Eli clenched his jaw. “No.” He groaned. “Yes, I’m your boss, but that’s only when we’re in the clinic.”

She nodded and stepped closer. As he loosened his grip on her wrists, she slid her arms around his waist.

“But you’re my whatever-that-word-might-be?” She tilted her head up and looked at him with such earnestness in her green eyes that he didn’t know if she was mocking him or sincere.

He swallowed, his throat dry, and Beth smiled at him sweetly.

“Don’t worry, cowboy. This is brand new. We don’t need to name it. But if it makes you feel any better, from here on out you can be my whatever.”

Whatever.

Such a throwaway word that meant nothing, yet he was hers. He hadn’t been anyone’s anything in the years since Tess, and until now he’d thought his work, his few close friends, and his brother had been not only enough but all that he deserved.

But maybe Beth and Midnight falling into his life on the same damned day was some sort of message from the universe. If he could give both her and the mare what they needed to heal, then maybe Eli would heal something in himself as well.

“When I said I was rusty at all this whatever, that was an understatement.” he told her.

She nodded. “We’ll figure it out together. But can we keep this just between us? For now at least? I don’t want to get my sister’s hopes up that I’m staying in Meadow Valley for good. We both know that we’re just taking this day by day, right?”

Eli cleared his throat. “Right. Of course. I’m not a big talker anyway. No reason for me to say anything to your sister about what doesn’t concern her.” It didn’t matter that every part of that promise caused crack after crack in his carefully constructed facade. He already knew it would hurt like hell to watch Beth leave, but he’d endured the worst a man could go through already. He’d somehow make it through. He just had to remind himself that for now, she was his whatever, which was already more than he ever expected.

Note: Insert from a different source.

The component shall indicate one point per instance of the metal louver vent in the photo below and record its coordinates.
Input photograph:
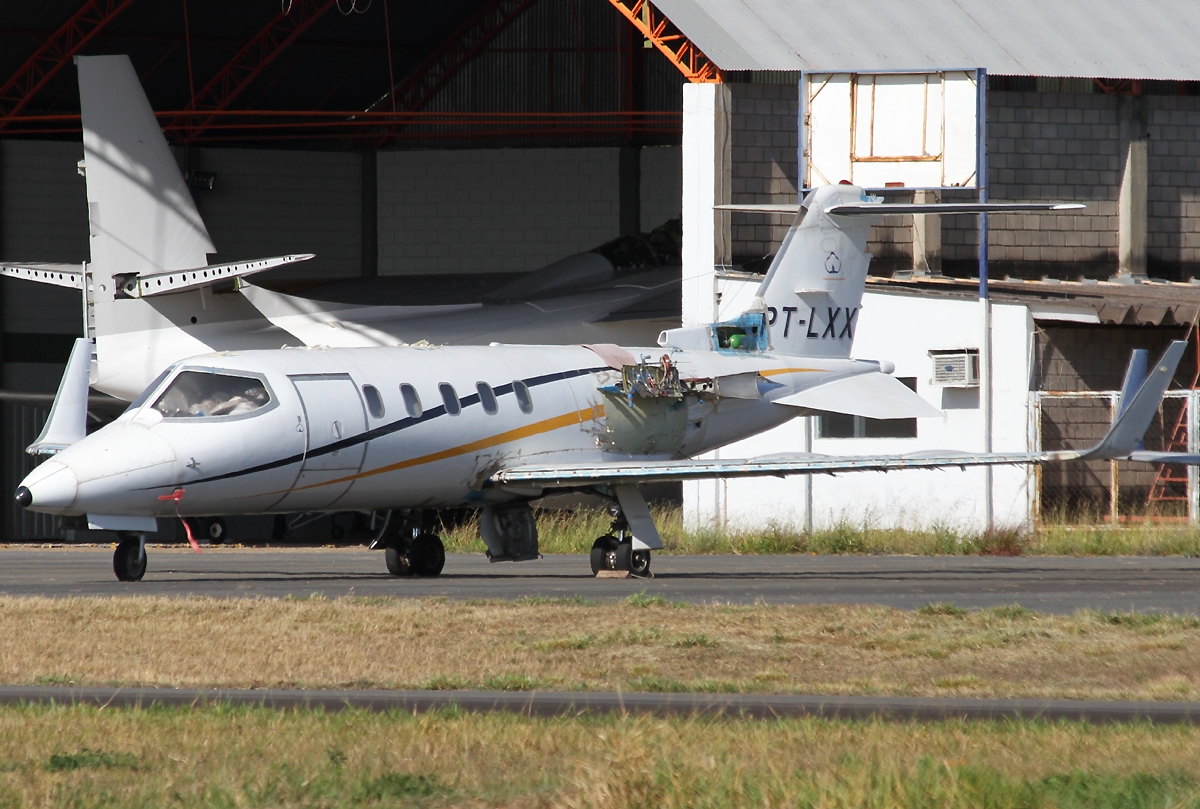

With Beth by his side, Midnight had let Eli attach the lead to her halter, but when he tried to get her to follow him out of the stall, she wouldn’t budge.

“What’s wrong?” Beth asked.

“She’s scared,” he replied. “I’m not sure how she was treated by her previous owners. I only know that they found her worthless after her injury and were ready to—”

“Don’t say it,” she interrupted. “I don’t want Midnight to hear what they were going to do to her.”

“She doesn’t know what we’re saying.” He gave a soft tug on her lead, but the horse still held her ground.

Beth petted the mare gently between the eyes, fingers brushing over her white star.

“You don’t know that,” she insisted. “When I talk to her, it feels like she understands. Just like I know if her snorts mean she’s content or agitated.”

Eli narrowed his eyes. “How is the Spence sister without the animal whispering gene suddenly a horse whisperer?”

“I’m not,” she replied in the sweet affectation reserved for speaking with a beloved animal. “But somehow, I’m her whisperer. I can’t explain it.”

Eli offered her the lead.

“Wait, what are you doing?” Beth asked. “I can talk to her, but I don’t know how to handle her yet.”

He motioned again for her to take it. “Why don’t we test that theory? Maybe you’re wrong.”